20 ft 9 in
A well made dugout, probably evolved in isolation and used for fishing and communication.
Absence of an outrigger on a dugout is usually an indication of sheltered waters - in this case 800 miles up the Zaire River.
In 1974/75 the Zaire River Expedition, under the leadership of major John Blashford-Snell, travelled for 2,712 miles down Africa's longest river, the Zaire, previously known as the Congo.
Had it been possible to make this voyage in the opposite direction and without the help of engine power, the history of Africa would have been very different and 'the dark continent' would never have earned that sobriquet. For it was not only the Zaire, but all the great rivers of Africa; the Nile, Niger and Zambesi that defied every attempt to penetrate the continent by water.

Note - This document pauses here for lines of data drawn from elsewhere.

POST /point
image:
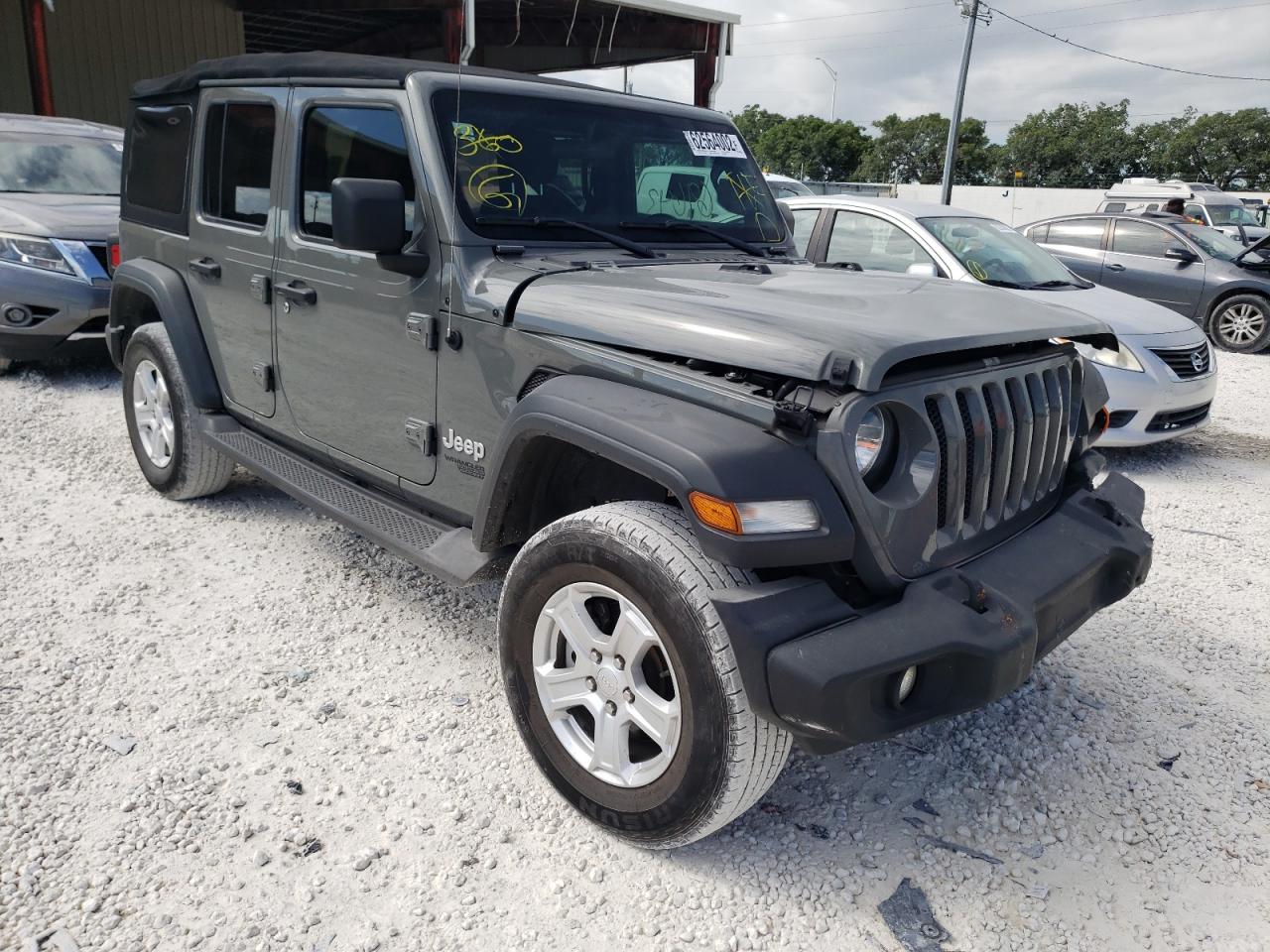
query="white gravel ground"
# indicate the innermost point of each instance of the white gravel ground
(246, 644)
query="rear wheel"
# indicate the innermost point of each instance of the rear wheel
(622, 680)
(1241, 324)
(162, 420)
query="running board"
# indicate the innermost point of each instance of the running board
(425, 540)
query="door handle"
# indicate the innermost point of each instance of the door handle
(296, 293)
(206, 268)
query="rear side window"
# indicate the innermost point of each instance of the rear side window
(1080, 232)
(238, 159)
(804, 223)
(157, 166)
(356, 143)
(1135, 238)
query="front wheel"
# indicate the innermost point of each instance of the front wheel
(622, 680)
(1241, 324)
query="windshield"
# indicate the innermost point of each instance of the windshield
(525, 158)
(997, 254)
(1219, 244)
(64, 166)
(1230, 214)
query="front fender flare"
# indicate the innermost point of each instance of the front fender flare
(166, 287)
(680, 445)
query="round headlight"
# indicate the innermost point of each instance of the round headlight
(870, 435)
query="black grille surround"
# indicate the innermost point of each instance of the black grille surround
(1187, 362)
(980, 454)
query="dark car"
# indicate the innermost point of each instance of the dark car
(744, 499)
(1193, 270)
(59, 206)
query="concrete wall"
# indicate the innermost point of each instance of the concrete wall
(98, 49)
(1020, 206)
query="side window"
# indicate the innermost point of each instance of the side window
(804, 223)
(874, 244)
(1080, 232)
(1135, 238)
(158, 158)
(356, 143)
(238, 158)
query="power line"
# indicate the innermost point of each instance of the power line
(1141, 62)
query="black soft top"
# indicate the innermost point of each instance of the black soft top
(284, 68)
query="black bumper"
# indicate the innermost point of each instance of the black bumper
(974, 633)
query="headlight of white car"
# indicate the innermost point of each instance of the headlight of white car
(1121, 359)
(33, 253)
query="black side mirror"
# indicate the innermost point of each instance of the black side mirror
(1178, 253)
(367, 214)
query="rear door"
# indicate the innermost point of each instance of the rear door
(231, 236)
(1078, 243)
(1135, 264)
(353, 352)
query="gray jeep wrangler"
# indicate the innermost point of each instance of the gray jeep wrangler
(484, 317)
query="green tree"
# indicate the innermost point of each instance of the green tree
(1220, 148)
(1074, 145)
(810, 148)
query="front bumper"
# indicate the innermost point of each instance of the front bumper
(1157, 399)
(974, 633)
(67, 311)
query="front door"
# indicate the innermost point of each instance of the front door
(353, 354)
(1135, 264)
(231, 236)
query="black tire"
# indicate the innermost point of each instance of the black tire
(726, 757)
(1241, 324)
(194, 468)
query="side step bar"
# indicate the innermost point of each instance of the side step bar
(425, 540)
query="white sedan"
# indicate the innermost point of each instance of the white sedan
(1161, 381)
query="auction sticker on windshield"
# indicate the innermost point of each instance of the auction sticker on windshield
(715, 145)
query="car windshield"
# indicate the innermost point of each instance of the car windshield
(1230, 214)
(525, 160)
(997, 254)
(1218, 244)
(66, 166)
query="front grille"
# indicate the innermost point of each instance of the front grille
(1187, 362)
(1178, 419)
(1002, 443)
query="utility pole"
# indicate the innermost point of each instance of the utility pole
(970, 10)
(833, 96)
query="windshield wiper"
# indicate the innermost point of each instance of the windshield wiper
(633, 246)
(684, 225)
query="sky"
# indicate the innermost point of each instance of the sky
(903, 58)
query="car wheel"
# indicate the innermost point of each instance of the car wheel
(1241, 324)
(172, 452)
(622, 680)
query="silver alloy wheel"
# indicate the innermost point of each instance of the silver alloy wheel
(1242, 324)
(606, 685)
(151, 411)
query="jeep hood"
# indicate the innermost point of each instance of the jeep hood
(795, 321)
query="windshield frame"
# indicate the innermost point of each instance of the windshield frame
(992, 225)
(425, 87)
(75, 140)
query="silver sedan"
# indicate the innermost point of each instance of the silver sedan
(1161, 381)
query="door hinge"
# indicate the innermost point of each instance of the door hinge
(261, 289)
(421, 434)
(263, 375)
(425, 329)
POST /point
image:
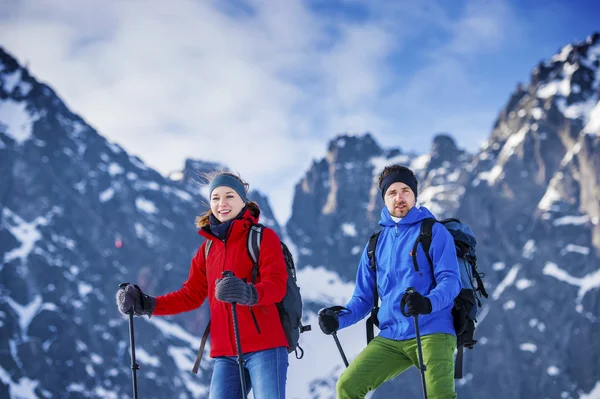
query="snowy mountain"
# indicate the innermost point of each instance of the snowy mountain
(80, 215)
(532, 196)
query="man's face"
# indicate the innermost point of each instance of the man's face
(399, 199)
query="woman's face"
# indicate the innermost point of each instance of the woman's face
(225, 203)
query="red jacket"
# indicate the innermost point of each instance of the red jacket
(233, 255)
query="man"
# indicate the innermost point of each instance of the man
(395, 349)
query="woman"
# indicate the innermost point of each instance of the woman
(263, 340)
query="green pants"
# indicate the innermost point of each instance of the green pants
(383, 359)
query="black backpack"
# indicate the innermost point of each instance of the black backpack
(464, 311)
(290, 307)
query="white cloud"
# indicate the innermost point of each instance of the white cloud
(257, 88)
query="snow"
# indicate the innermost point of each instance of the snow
(499, 266)
(523, 284)
(593, 394)
(550, 197)
(149, 185)
(571, 220)
(137, 162)
(508, 280)
(114, 148)
(23, 389)
(381, 162)
(349, 229)
(146, 358)
(176, 176)
(428, 194)
(26, 233)
(528, 347)
(529, 249)
(553, 371)
(553, 88)
(581, 109)
(97, 359)
(513, 142)
(537, 113)
(104, 393)
(107, 194)
(11, 80)
(492, 175)
(25, 313)
(575, 248)
(145, 205)
(142, 233)
(84, 289)
(326, 286)
(16, 119)
(420, 162)
(114, 169)
(585, 283)
(173, 330)
(76, 387)
(593, 125)
(569, 155)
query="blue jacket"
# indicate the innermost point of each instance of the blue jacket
(396, 272)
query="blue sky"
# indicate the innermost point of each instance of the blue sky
(261, 86)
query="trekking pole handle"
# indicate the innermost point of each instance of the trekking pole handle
(339, 345)
(409, 290)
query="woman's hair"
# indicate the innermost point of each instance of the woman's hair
(204, 219)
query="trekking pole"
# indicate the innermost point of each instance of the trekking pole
(238, 343)
(422, 367)
(134, 365)
(331, 311)
(337, 342)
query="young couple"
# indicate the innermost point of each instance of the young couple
(227, 223)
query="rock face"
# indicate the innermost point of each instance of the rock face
(79, 216)
(532, 196)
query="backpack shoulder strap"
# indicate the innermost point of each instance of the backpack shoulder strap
(371, 250)
(253, 247)
(373, 266)
(425, 240)
(207, 248)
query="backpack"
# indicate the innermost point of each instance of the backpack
(290, 307)
(464, 311)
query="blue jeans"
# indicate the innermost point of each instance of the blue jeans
(265, 373)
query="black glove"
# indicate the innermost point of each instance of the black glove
(131, 298)
(234, 289)
(328, 321)
(416, 304)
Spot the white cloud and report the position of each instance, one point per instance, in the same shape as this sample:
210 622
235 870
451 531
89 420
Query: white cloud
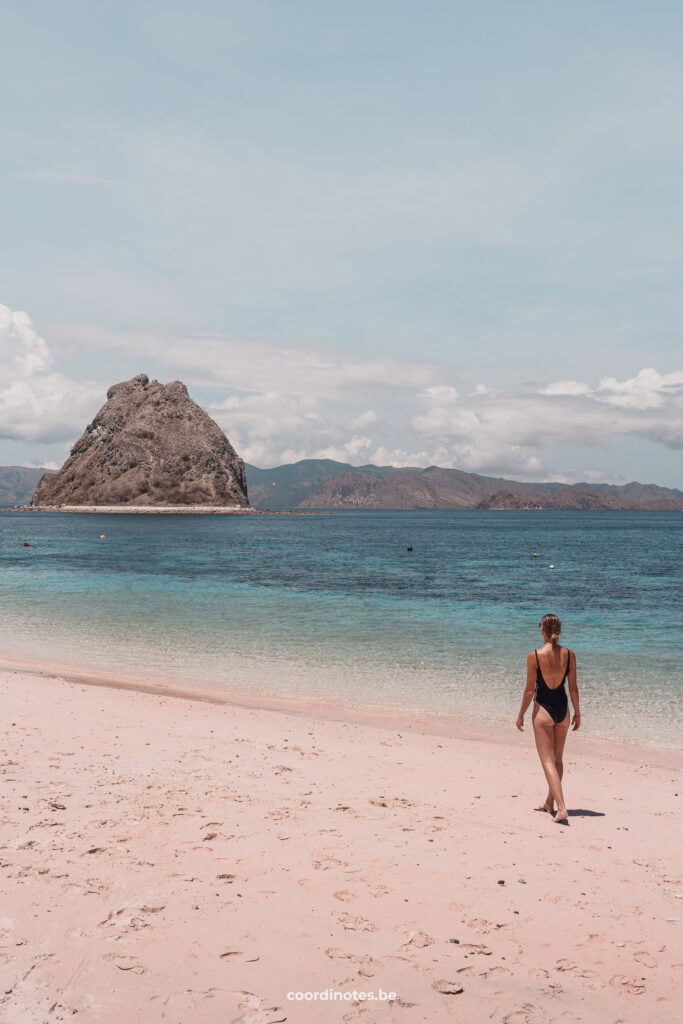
283 402
648 389
38 403
565 387
365 420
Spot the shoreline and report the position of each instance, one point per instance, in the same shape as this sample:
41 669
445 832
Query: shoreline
196 862
455 727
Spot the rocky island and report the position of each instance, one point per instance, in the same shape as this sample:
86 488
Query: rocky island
150 445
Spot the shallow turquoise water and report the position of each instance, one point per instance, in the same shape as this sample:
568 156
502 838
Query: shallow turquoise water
350 613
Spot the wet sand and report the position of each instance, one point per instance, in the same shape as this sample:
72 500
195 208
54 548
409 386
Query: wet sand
182 860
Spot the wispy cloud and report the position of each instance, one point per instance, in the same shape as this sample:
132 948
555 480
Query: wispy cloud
282 402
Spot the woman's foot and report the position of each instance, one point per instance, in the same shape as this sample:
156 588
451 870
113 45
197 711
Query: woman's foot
548 806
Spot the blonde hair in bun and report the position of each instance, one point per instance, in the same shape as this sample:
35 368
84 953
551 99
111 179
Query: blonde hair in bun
552 627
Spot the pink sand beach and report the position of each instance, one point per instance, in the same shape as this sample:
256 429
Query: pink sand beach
176 860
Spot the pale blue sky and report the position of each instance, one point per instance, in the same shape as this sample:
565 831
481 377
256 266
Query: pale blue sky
380 200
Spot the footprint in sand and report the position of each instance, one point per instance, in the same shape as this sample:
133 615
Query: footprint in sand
391 802
418 939
125 963
642 956
344 896
239 956
352 924
525 1015
627 986
367 965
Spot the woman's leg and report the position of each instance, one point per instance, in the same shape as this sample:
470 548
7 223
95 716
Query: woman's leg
544 728
559 737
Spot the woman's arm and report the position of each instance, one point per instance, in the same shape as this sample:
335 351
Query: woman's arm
573 692
527 695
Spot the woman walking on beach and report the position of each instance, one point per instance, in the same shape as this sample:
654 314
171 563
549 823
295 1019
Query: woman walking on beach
547 671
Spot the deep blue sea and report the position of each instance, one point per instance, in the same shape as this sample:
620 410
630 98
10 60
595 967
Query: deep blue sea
334 605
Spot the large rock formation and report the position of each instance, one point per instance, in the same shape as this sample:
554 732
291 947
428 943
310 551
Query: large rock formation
148 444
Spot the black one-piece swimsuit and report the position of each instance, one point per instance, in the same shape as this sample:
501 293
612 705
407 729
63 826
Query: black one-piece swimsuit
554 700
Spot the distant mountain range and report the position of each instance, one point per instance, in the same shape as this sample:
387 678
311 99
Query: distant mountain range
326 483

The Sudd, the massive reed beds of the Nile protected its source from the curious eyes of the Pharaohs. The Romans and all the great European explorers of the last century who attempted to find its source by going up-stream were defeated and in the same way the cataracts and rapids in the lower reaches of the other great rivers defied those who would sail or row up them. When portage was attempted there were mosquitoes, crocodiles, lions and very hostile natives.
But all the while and for thousands of years boats such as this one, brought back to England along with all his annotated charts, by the navigator of the Zaire River Expedition, Squadron Leader Mike Barnard, have plied the hidden waterways deep in the interior of the continent and have evolved in isolation from the influence of others.